I shared it with my closest friends here in Bluffton this summer and told them how much I miss them — though they all live within walking distance.
I listen to it in my office on days I need a little hope sprinkled on the melancholy that’s dominated life since COVID-19 struck.
And now, I’m sharing it with you.
One of the most transformative things I’ve learned is that anger is a secondary emotion, meaning there’s almost always another feeling underneath it.
I’ve been feeling plenty angry lately — ragey, even. All for good reason. George Floyd. Breonna Taylor. 215,000-plus COVID deaths. Proud Boys on standby.
Fear is what lies beneath my anger.
The principalities and powers persist, and so should we.
A broken home
A broken heart
Isolated and afraid
We’ve all experienced brokenness, isolation and fear these last few months. My mom died just days before Christmas last year. I haven’t seen my father since the first week of January.
I broke down in tears last April when I told my book club I didn’t know how I would make it through the next five months before my son would allegedly return to school. I’ve borne witness to his heart being broken by lost friendships and a new normal.
I’ve listened as students have shared stories of homelessness, family addiction and the struggle to break the cycle of generational poverty.
Fear. it’s such a simple, primal thing, and yet its implications on our lives are so complex. It can be useful. It’s an evolutionary survival mechanism given to us by our Creator. Fear can help us know when something is wrong. If you’re afraid, there is no shame in it. You’re not alone. Much is wrong in our world.
Open up this is a raid
I want to get it through to you
You’re not alone
In our modern-day empire, we have learned to deny and hide our fears. We are fed the myth that to name our fear is to let it control us.
As Anabaptists, many of us struggle to name our anger. Some of us mistakenly ignore anger to maintain “peace,” when in reality it only fosters a systemic culture of passive-aggressive conflict avoidance.

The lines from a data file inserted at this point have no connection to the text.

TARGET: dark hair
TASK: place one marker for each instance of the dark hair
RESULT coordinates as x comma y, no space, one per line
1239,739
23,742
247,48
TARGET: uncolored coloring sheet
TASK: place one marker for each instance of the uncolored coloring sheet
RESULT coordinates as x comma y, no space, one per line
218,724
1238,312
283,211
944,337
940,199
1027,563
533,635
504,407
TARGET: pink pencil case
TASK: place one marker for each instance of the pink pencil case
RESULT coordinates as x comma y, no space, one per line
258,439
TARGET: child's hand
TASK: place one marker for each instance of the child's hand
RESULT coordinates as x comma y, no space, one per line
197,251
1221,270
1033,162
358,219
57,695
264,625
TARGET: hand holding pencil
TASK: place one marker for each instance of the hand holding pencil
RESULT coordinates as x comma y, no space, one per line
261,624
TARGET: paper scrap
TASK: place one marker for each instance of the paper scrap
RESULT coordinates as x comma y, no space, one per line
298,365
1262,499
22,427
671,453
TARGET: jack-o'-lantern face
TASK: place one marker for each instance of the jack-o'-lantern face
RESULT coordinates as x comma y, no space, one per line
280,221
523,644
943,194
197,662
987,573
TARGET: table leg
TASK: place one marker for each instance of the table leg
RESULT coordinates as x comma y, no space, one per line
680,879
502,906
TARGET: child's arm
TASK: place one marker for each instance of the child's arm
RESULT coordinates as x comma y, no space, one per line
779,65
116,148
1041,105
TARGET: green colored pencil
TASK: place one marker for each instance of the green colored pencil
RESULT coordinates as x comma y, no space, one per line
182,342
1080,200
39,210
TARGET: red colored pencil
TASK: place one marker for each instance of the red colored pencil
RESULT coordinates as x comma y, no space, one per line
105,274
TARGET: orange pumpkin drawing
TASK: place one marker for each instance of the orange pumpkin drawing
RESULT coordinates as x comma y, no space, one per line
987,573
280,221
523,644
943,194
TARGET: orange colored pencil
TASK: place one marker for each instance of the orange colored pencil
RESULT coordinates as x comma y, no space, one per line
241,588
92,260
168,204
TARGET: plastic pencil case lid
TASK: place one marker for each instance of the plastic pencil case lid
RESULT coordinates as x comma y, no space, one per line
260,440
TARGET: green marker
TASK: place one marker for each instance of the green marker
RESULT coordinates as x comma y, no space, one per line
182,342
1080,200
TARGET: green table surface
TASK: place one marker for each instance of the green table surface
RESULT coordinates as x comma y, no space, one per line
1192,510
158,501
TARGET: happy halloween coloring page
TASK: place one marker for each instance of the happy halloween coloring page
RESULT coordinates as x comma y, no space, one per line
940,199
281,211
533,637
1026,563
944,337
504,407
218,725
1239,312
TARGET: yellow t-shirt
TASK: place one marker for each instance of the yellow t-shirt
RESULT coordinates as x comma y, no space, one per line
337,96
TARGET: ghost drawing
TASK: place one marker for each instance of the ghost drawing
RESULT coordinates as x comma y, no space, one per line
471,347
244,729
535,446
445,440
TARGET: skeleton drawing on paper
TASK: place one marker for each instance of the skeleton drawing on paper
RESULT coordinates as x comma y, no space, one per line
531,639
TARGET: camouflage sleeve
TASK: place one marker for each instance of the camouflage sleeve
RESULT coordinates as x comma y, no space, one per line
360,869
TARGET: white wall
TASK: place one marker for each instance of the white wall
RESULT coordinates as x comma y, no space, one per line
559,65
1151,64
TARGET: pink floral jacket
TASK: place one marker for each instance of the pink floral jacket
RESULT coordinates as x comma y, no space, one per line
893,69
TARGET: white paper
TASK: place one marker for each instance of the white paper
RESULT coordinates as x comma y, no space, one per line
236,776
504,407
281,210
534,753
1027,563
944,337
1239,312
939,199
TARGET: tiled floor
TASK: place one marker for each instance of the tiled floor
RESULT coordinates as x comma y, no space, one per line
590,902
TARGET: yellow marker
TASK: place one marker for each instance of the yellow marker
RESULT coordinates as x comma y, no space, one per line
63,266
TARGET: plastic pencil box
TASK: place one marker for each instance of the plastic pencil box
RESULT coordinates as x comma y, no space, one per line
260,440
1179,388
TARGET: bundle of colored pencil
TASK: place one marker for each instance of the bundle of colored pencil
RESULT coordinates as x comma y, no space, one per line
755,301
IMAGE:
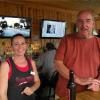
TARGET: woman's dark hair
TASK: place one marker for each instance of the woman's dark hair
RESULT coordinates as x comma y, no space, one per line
16,35
50,46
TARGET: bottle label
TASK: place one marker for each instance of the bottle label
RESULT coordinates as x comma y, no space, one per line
68,97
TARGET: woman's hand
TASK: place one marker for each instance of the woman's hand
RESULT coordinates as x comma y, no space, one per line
83,81
95,85
28,91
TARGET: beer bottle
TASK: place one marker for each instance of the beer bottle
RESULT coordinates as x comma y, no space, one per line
71,86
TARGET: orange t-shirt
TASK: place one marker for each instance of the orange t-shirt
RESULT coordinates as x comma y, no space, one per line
81,55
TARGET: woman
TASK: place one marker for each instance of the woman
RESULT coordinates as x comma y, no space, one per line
18,74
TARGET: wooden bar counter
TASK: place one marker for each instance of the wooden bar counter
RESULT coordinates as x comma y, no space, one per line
87,95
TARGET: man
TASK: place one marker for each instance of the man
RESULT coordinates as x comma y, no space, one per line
81,53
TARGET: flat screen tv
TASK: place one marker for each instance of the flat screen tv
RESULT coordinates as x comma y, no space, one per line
11,25
53,29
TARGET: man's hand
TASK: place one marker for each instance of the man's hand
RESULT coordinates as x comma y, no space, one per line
95,85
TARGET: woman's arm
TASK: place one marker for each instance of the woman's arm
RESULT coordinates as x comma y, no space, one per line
4,69
30,90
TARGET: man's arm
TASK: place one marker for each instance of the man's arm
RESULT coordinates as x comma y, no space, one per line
64,72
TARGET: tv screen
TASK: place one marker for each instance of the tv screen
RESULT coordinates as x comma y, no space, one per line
10,25
53,29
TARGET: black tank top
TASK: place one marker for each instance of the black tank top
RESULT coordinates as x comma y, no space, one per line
18,81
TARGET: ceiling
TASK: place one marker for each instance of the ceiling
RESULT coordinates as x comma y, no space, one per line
66,4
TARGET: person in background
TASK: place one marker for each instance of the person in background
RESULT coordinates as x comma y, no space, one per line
46,66
18,74
46,60
79,52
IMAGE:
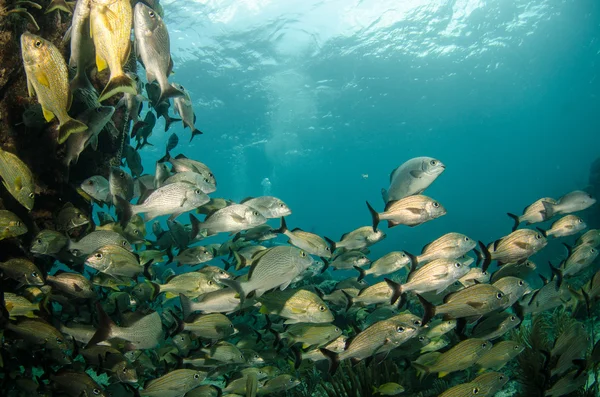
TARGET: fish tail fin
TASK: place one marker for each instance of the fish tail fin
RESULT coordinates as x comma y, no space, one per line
516,219
126,210
104,327
374,217
333,359
297,356
195,132
483,255
71,126
349,300
548,211
325,266
331,243
283,228
186,305
361,273
384,195
429,310
396,290
170,92
544,232
169,121
136,127
120,83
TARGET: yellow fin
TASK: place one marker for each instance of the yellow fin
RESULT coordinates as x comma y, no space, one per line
42,78
100,63
48,115
18,183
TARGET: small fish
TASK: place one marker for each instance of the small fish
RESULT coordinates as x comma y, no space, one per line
110,27
389,263
513,288
17,179
96,240
173,199
275,268
516,247
520,270
97,188
115,261
566,226
297,306
48,79
451,246
214,326
95,119
153,47
360,238
311,243
500,354
388,389
22,270
458,358
580,258
120,184
76,384
572,202
10,225
412,178
193,256
232,219
410,211
174,384
539,211
591,237
473,301
270,207
495,325
73,284
183,106
194,178
69,218
145,333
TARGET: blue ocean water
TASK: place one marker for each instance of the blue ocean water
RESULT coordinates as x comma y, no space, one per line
326,98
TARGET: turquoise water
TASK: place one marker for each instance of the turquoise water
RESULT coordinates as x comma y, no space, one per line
314,94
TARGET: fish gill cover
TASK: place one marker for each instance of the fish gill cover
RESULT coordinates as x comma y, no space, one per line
184,186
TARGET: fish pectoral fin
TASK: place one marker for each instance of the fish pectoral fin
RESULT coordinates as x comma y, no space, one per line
417,173
523,245
18,183
42,78
237,218
48,115
100,63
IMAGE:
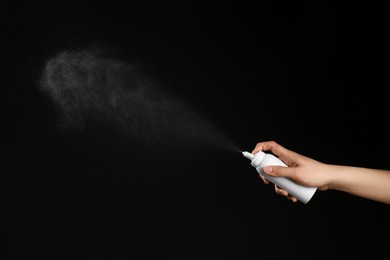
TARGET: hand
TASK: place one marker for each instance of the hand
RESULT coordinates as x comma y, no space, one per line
302,169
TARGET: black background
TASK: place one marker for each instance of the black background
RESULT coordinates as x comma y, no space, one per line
309,75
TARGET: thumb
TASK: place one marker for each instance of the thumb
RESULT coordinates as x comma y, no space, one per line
278,171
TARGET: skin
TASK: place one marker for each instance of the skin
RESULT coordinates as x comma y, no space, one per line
373,184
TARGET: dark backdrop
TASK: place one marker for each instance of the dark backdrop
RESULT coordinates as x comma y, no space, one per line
309,75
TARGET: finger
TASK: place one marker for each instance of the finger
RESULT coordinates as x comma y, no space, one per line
264,179
272,146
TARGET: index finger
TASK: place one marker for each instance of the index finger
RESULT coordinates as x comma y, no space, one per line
272,146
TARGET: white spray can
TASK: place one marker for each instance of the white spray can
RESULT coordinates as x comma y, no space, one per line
261,159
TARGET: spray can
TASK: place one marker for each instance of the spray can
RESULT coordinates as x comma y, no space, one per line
261,159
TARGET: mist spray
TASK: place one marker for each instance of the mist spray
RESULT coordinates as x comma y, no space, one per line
261,159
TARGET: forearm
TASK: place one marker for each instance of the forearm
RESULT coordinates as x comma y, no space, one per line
368,183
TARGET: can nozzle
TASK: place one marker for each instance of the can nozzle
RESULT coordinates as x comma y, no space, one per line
248,155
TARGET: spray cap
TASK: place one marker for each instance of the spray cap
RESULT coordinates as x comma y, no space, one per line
255,158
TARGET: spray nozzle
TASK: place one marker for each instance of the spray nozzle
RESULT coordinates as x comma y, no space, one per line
248,155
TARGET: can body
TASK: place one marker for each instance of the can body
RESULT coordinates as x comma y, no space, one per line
302,193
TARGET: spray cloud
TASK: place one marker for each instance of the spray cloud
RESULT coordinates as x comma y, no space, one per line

We have learned to keep hidden what would reveal our most vulnerable selves because we fear a loss of power and privilege.
When we act in this space of preserving our power and privilege — consciously or not — we are accomplices to the principalities and powers that exacerbate and perpetuate the very things that ail us from without and within.

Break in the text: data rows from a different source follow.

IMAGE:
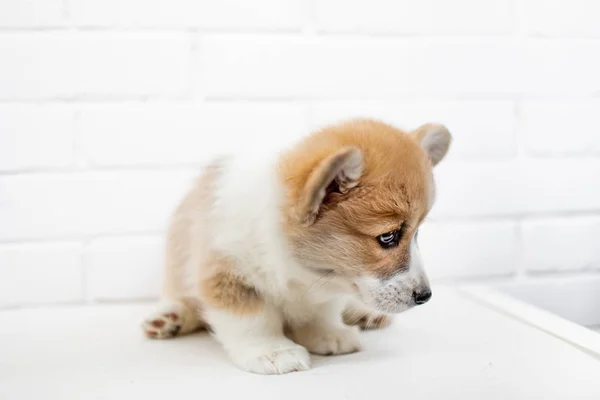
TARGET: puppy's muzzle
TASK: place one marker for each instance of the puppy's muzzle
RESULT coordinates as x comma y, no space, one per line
421,296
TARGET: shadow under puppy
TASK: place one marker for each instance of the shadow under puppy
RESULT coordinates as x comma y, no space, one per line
284,255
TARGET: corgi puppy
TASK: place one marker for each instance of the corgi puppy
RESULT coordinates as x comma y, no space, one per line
290,254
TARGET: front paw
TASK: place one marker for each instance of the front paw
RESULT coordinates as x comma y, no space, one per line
328,340
273,359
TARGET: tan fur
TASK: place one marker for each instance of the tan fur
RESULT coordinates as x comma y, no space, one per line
393,190
226,289
336,191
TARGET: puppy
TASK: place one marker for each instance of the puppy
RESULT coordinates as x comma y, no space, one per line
283,256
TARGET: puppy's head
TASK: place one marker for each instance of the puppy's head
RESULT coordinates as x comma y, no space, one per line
356,195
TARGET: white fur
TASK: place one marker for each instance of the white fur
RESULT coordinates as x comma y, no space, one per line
395,295
247,209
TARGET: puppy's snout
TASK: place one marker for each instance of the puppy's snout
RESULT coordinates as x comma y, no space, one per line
421,296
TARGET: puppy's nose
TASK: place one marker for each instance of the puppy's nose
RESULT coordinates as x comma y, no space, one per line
421,296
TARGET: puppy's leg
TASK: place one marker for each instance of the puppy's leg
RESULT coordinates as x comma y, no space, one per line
326,333
250,329
256,342
358,313
173,318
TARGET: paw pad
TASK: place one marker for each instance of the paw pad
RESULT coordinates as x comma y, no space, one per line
163,326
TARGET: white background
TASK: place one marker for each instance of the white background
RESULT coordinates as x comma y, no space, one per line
108,108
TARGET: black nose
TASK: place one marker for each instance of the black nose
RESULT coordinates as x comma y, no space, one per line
421,296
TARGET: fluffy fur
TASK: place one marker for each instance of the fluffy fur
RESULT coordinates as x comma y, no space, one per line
279,256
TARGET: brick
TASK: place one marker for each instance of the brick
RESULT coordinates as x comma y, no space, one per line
342,68
561,244
498,188
561,18
73,205
458,250
124,268
559,67
562,128
477,189
434,17
232,14
559,185
40,274
93,64
481,130
36,137
31,13
175,134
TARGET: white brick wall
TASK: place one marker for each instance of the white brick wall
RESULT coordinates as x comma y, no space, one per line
107,109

As for that ‘r’ word — raid. Raids are scary, violent, fear-inducing. They leave things in shambles, often unrecognizable.
I feel like 2020 has been a raid on life as we knew it. I’ve had to fight the urge to barricade myself and my feelings away, to isolate or distract myself with anything other than the truth about what I’m feeling.

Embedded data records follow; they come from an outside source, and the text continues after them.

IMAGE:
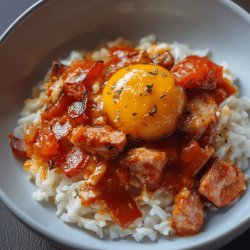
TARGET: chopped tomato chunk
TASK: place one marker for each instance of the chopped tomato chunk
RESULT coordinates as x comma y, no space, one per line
196,72
94,72
57,70
223,90
121,206
18,146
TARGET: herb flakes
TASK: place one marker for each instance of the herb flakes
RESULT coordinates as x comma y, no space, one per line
149,89
117,116
153,111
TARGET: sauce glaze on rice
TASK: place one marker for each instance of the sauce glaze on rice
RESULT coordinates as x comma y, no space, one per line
156,206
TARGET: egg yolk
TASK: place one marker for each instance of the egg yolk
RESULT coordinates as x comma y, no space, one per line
144,102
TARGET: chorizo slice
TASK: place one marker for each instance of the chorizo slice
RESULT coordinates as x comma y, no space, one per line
187,212
145,164
103,141
222,183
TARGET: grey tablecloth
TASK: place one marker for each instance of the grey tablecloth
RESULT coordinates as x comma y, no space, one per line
13,234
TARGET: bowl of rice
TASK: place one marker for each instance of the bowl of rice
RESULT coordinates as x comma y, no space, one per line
125,124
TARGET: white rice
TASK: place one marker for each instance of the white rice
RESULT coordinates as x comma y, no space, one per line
233,145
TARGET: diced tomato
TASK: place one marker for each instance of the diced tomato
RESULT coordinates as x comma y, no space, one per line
46,144
121,206
123,56
196,72
75,91
94,72
192,158
224,90
76,109
82,76
72,163
61,128
117,50
57,70
58,108
18,146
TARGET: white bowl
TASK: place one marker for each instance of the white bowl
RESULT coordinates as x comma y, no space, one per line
51,29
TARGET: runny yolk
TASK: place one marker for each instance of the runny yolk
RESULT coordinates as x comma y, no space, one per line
144,102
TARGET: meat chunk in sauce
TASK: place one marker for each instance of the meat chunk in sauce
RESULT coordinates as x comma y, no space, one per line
193,157
103,141
222,183
201,114
187,212
146,164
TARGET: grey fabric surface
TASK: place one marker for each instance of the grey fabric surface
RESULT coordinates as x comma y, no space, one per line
13,234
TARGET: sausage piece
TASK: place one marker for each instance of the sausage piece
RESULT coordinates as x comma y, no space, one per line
103,141
146,164
187,212
222,183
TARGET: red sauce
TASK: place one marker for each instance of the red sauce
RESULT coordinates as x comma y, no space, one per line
50,141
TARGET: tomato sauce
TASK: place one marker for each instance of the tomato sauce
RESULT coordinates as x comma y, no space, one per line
50,140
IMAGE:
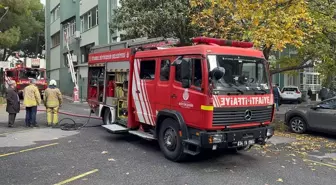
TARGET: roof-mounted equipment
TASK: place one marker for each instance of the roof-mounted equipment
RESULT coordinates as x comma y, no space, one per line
221,42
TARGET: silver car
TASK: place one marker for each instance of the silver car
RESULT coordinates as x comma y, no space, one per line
317,117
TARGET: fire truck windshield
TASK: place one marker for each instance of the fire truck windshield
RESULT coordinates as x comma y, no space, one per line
239,74
32,73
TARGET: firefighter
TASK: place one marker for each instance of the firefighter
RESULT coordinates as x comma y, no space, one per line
32,99
52,101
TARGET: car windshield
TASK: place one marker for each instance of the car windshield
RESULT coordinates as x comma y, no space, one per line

The good news is that none of us is alone. As a people of faith, we can trust God’s Spirit to move within and among us, to help us listen to that fear and channel our anger in the pursuit of justice.
I’ve not given up hope, but in order to hold onto it, I need to be reminded that I’m not alone. Neither are you.
Marathana Prothro is assistant professor of communication at Bluffton University in Ohio and a member of the Anabaptist World Inc. board of directors.